Firstly, in different runs of simulations, PCA-UCB may converge to different stable matchings instead of consistently converging to the player-optimal stable matching.
This variability in convergence could be a significant challenge, as the player-optimal stable matching is more desirable for players. Furthermore,  in \citep{liu2021bandit}, they illustrate an example where even the centralized UCB cannot achieve sub-linear player-optimal regret. 

Secondly, when applying PCA-UCB, players adopt a UCB-type method to choose arms, resulting in insufficient samples for arms to learn their preferences. Consequently, arms may provide inaccurate feedback in the two-sided learning setting, potentially leading to unstable matching or an extended time to convergence.

Regarding CA-ETC, it is important to note that the players persist in exploring arms even after each participant has acquired knowledge of her own preferences. Consequently, regret continues to accumulate over time. The regret curve exhibits a stair-like pattern, reflecting the periodic increments in regret.
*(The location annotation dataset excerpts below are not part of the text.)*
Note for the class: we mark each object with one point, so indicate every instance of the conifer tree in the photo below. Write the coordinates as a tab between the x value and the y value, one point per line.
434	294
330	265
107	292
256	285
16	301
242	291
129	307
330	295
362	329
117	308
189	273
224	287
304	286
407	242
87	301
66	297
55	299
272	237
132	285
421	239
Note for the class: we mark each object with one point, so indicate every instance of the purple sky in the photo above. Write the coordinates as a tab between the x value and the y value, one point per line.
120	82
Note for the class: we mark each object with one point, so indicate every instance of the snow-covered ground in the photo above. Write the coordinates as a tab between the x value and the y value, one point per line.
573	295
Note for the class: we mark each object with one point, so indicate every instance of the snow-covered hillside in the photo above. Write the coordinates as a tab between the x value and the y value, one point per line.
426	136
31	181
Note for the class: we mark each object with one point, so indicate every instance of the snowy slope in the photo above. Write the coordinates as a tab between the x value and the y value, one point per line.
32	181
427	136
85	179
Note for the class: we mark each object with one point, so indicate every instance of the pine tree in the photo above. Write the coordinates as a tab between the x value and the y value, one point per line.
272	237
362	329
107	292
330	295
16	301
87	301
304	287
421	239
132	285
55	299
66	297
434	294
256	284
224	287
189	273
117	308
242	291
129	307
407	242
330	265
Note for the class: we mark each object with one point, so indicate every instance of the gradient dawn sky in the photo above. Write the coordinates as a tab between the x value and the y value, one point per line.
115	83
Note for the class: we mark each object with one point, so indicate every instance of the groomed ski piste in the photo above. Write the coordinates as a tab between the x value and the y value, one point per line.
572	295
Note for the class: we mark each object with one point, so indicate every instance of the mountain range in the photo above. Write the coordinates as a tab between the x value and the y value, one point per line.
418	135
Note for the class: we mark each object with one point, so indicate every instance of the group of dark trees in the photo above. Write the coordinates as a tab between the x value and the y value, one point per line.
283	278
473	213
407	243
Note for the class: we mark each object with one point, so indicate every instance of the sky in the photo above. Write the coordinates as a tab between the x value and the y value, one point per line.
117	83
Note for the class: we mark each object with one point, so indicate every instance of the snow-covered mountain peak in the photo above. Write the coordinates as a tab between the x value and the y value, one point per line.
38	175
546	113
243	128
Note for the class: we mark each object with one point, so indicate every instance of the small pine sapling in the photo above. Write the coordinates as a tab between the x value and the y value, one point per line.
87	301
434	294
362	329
Furthermore, analysis of the depicted data indicates a consistent decrease in regret associated with CA-ECT and Round-Robin ETC as both the number of players and arms decreases, and as the minimal gap increases. In contrast, the regret observed for PCA-UCB exhibits an increase. This trend may be attributed to several factors outlined previously: firstly, the tendency to converge towards lower-quality stable matchings as opposed to player-optimal stable matchings; and secondly, the failure to converge and persistently selecting lower-quality arms. Notably, these issues are intricately linked to the preference structure and detailed utilities rather than the scale of the market or the minimal gap.